Kedua parkit betina ini pada dasarnya tidak akur. Parkit yang warna biru tinggal bersama saya sejak masih telur, sedangkan yang warna putih pendatang baru dan lebih dewasa. Namun suatu ketika keduanya tampak akrab. Malah bukan sekedar akrab, tetapi juga mesra. "Tumben akur," kata saya. Keduanya sering saling beradu paruh, seperti suap-menyuap.
Seperti yang acap dilakukan salah seekor pejantan, terhadap betina putih itu, dulu, ketika masih lengkap empat ekor.
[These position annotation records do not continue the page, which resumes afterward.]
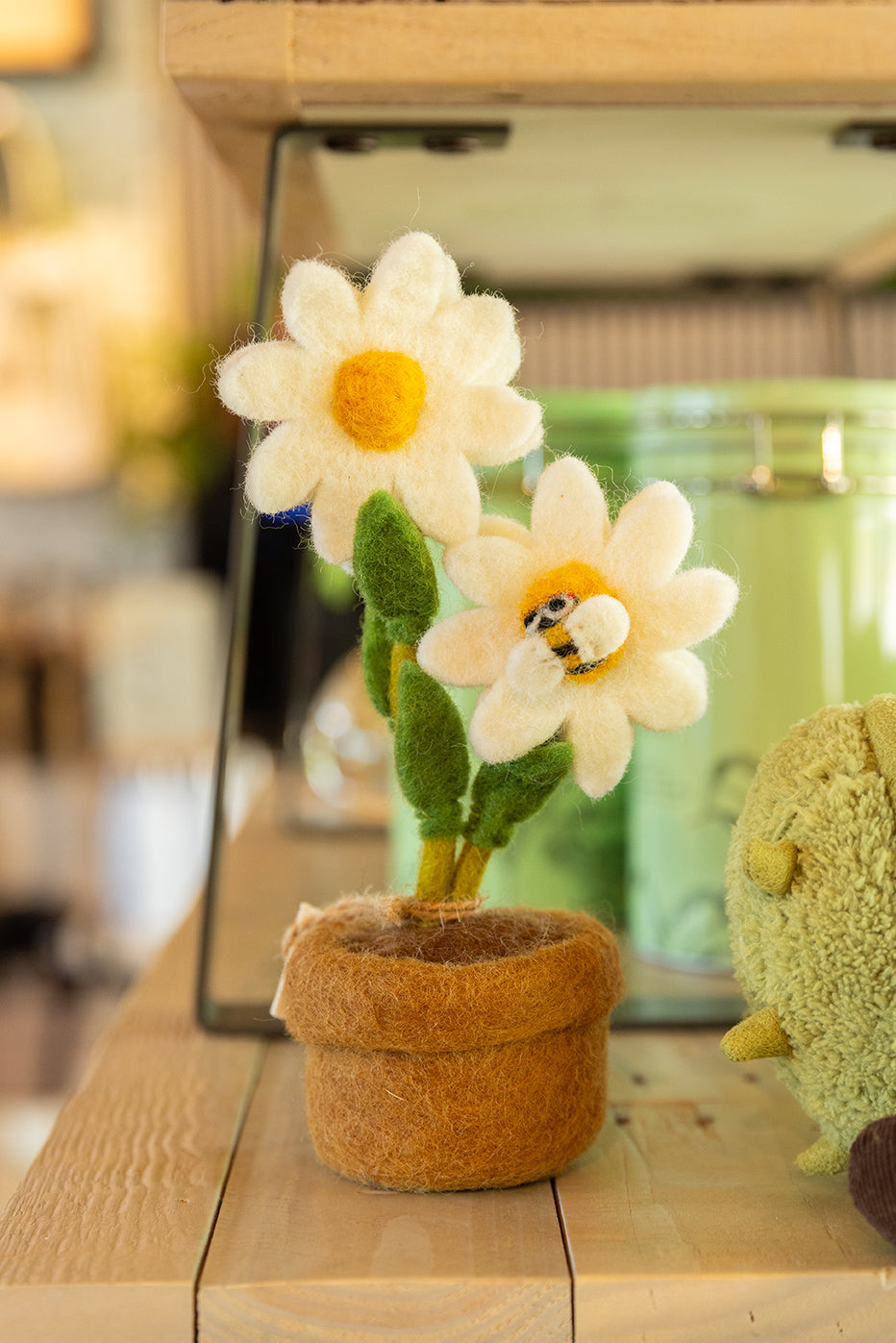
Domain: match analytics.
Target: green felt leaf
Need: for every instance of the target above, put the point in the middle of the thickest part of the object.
(376, 659)
(432, 759)
(394, 570)
(507, 794)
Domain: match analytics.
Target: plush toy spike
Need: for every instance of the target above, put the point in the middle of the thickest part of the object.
(759, 1035)
(771, 865)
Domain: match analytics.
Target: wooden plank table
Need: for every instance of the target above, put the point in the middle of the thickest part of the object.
(179, 1198)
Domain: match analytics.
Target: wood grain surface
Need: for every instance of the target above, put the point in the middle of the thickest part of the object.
(105, 1235)
(689, 1221)
(301, 1254)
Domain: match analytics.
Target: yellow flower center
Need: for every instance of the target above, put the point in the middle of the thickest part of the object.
(378, 398)
(543, 612)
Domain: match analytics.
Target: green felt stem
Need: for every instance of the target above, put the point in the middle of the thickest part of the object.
(432, 759)
(469, 872)
(510, 792)
(376, 662)
(399, 655)
(436, 870)
(394, 570)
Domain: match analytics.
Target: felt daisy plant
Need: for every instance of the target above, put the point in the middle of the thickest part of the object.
(385, 396)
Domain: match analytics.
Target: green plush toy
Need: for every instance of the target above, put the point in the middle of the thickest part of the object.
(811, 908)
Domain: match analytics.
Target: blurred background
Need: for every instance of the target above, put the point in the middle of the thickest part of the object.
(125, 267)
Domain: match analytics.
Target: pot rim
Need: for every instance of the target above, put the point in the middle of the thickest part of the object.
(347, 998)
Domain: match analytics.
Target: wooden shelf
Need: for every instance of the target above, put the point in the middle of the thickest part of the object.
(574, 81)
(179, 1191)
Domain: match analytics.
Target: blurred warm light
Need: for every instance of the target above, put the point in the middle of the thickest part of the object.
(43, 34)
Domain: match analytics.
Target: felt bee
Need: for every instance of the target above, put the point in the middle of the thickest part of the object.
(547, 619)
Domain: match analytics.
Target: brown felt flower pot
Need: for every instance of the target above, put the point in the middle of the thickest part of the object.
(462, 1057)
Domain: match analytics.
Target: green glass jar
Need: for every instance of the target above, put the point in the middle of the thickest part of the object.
(794, 492)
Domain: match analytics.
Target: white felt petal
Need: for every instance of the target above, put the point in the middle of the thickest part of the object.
(506, 726)
(487, 567)
(334, 517)
(264, 382)
(467, 648)
(321, 308)
(602, 739)
(690, 608)
(568, 510)
(598, 628)
(283, 472)
(442, 498)
(476, 340)
(409, 283)
(649, 540)
(666, 692)
(534, 669)
(494, 425)
(494, 524)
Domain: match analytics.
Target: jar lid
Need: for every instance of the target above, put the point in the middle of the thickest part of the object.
(771, 436)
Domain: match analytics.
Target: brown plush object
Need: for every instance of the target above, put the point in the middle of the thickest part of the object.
(872, 1176)
(486, 1071)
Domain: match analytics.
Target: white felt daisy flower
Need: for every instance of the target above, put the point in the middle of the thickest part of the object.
(581, 626)
(399, 385)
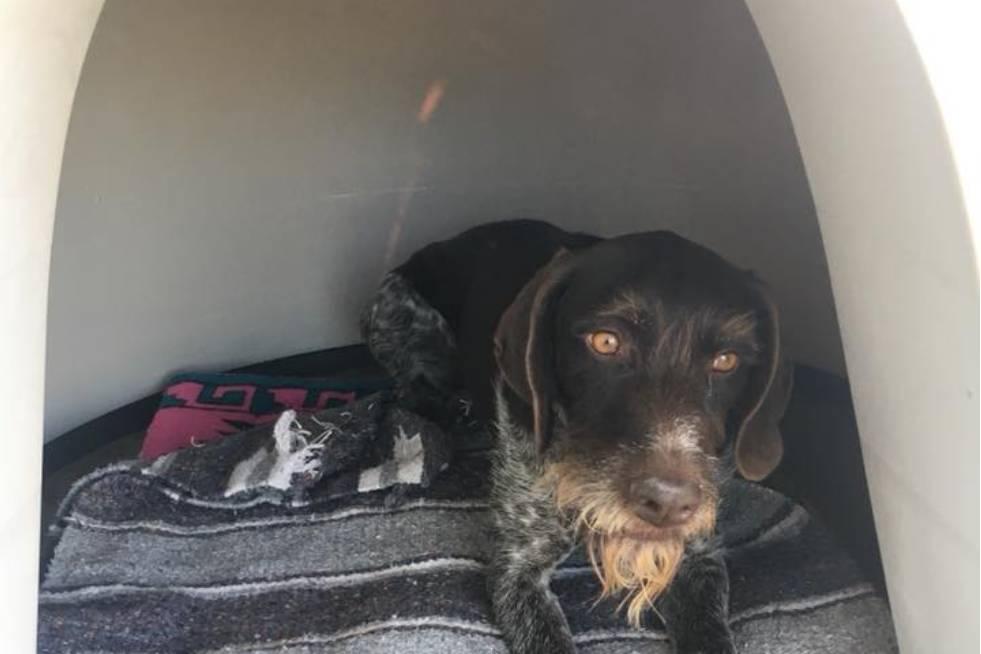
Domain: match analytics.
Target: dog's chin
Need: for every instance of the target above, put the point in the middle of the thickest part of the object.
(630, 556)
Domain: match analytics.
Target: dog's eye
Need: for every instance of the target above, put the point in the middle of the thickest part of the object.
(604, 342)
(725, 362)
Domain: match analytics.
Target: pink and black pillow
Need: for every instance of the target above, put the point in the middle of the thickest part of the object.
(197, 408)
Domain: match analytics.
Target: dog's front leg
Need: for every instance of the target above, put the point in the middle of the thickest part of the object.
(696, 606)
(525, 610)
(532, 539)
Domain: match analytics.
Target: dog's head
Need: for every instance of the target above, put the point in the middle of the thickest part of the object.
(644, 359)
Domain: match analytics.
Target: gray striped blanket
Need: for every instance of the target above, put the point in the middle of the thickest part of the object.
(162, 558)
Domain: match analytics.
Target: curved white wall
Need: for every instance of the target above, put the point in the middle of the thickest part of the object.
(235, 168)
(903, 266)
(42, 44)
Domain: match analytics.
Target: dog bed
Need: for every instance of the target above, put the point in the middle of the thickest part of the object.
(365, 529)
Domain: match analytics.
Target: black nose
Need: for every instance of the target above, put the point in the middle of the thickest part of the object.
(665, 503)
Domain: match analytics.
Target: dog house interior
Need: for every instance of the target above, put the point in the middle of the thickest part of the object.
(219, 186)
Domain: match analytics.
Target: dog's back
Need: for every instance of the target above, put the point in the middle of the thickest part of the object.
(473, 277)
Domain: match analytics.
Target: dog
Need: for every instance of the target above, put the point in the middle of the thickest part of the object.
(626, 378)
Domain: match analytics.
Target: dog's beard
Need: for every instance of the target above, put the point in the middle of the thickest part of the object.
(629, 556)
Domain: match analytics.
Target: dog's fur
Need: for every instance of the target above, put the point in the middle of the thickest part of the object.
(584, 440)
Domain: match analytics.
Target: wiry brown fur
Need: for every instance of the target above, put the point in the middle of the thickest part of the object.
(628, 555)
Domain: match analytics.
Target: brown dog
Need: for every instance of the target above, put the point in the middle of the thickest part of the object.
(626, 378)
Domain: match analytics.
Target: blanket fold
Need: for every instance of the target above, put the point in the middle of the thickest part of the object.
(352, 531)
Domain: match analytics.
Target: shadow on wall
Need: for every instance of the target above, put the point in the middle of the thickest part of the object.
(238, 173)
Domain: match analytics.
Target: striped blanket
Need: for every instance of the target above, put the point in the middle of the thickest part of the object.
(147, 562)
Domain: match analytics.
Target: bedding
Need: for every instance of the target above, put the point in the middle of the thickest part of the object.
(197, 408)
(380, 547)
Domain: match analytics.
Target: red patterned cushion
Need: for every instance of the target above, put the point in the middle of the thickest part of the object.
(197, 408)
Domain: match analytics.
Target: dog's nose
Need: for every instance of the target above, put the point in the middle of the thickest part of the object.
(666, 503)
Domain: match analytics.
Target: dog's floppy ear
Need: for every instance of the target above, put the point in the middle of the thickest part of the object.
(523, 345)
(759, 445)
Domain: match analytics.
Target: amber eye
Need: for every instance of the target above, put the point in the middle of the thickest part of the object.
(604, 342)
(725, 362)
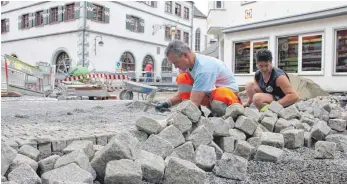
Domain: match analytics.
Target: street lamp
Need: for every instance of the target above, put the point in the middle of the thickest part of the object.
(101, 43)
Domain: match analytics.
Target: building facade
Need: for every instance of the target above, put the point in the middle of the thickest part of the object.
(97, 34)
(306, 39)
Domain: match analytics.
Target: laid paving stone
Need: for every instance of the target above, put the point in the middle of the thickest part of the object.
(340, 140)
(68, 173)
(244, 149)
(47, 164)
(281, 124)
(173, 135)
(152, 166)
(205, 157)
(180, 121)
(24, 174)
(234, 111)
(123, 171)
(252, 113)
(245, 124)
(231, 166)
(200, 136)
(157, 145)
(338, 124)
(8, 154)
(85, 146)
(22, 159)
(182, 171)
(185, 151)
(269, 123)
(272, 139)
(293, 138)
(29, 152)
(308, 139)
(325, 150)
(219, 151)
(320, 130)
(78, 157)
(149, 125)
(268, 154)
(275, 107)
(189, 109)
(227, 144)
(254, 141)
(289, 112)
(220, 127)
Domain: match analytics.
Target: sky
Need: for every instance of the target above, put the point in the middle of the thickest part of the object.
(202, 6)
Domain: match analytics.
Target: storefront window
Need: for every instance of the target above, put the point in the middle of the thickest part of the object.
(311, 53)
(258, 46)
(242, 57)
(288, 54)
(341, 52)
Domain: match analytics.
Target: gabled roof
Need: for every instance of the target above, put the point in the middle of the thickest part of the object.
(197, 13)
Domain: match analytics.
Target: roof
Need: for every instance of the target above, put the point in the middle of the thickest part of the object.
(337, 11)
(197, 13)
(212, 50)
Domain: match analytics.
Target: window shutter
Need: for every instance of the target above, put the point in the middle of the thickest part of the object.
(20, 22)
(45, 17)
(31, 16)
(90, 13)
(107, 15)
(77, 10)
(7, 25)
(127, 22)
(142, 25)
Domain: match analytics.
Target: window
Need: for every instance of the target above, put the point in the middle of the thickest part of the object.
(39, 18)
(25, 21)
(167, 33)
(178, 9)
(178, 35)
(186, 37)
(3, 3)
(301, 53)
(98, 12)
(197, 40)
(168, 6)
(54, 15)
(70, 9)
(5, 26)
(150, 3)
(218, 4)
(341, 51)
(186, 13)
(288, 54)
(134, 24)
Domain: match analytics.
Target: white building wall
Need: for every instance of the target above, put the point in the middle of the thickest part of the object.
(326, 80)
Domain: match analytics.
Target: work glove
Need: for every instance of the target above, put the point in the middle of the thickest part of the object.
(266, 107)
(162, 106)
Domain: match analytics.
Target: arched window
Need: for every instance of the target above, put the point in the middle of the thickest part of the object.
(166, 67)
(128, 62)
(197, 40)
(59, 62)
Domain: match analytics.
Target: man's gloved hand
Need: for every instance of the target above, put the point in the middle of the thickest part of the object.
(161, 106)
(266, 107)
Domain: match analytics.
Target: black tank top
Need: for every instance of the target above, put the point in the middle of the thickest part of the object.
(271, 87)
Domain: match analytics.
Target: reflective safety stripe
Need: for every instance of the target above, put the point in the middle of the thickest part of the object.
(185, 87)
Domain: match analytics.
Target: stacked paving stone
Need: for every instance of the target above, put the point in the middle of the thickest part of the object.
(181, 148)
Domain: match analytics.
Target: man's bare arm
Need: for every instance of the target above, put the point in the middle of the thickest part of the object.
(291, 96)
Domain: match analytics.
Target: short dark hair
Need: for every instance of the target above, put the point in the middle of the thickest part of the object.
(264, 55)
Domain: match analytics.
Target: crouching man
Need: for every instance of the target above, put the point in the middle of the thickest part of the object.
(204, 80)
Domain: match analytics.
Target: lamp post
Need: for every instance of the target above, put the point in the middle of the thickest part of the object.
(101, 43)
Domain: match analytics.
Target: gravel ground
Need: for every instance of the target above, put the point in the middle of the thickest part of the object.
(31, 116)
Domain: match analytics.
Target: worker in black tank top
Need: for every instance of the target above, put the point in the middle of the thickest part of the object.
(270, 84)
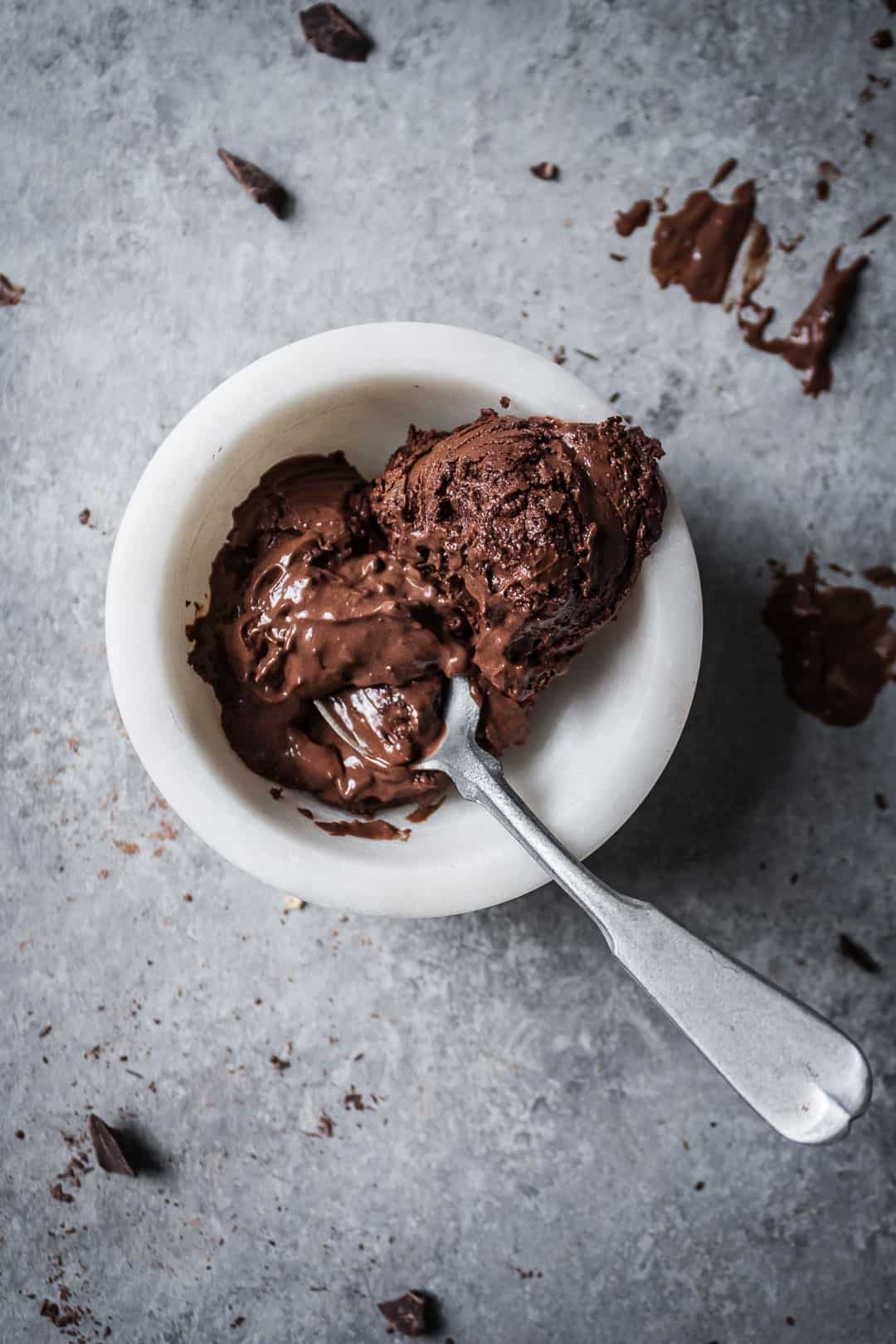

Dulu, bila saya memberi makan dengan makanan di telapak tangan, Si Putih tak pernah berani ikutan, tetapi salah seorang, eh, salah seekor pejantan, setelah makan di telapak tangan saya, lalu mendatangi dan menyuapinya. Seperti itu, kira-kira. Namun tidak mungkin kedua betina ini suap-menyuap, karena makanan selalu saya taruh begitu saja pada tempatnya, saya tidak memberi makan dengan telapak tangan lagi. Jangan-jangan kemesraannya itu LGBT 'kali, ya...
Anehnya, suatu ketika kondisi mesra itu berubah drastis. Si Putih jadi ganas menyerang Si Biru. Sampai-sampai Si Putih saya hukum potong sayap, supaya tak bisa menyerang sambil terbang. Hal ini terjadi kira-kira 15 hari yang lalu (tulisan ini dibuat tanggal 3 Agustus 2017).
Keheranan timbul, ketika Si Putih jarang kelihatan mangkring ataupun main-main pada jeruji kandang yang kecil itu. Suatu ketika saya longok, ternyata berada di pojok bak plastik di bawah jeruji alas. Dan...... ya Tuhan, ternyata bertelur.
Sementara hubungan Si Putih (yang bertelur) dengan Si Biru, keduanya sama-sama cewek, pun tidak harmonis. Kini giliran Si Biru yang ganas menyerang Si Putih. Akhirnya Si Biru saya hukum kurung di tempat yang gelap. Nyata sekali ketakutannya. Kasihan juga, tapi kan dengan maksud mendidik. Tiga hari kemudian saya campurkan lagi, dan kondisi aman terkendali.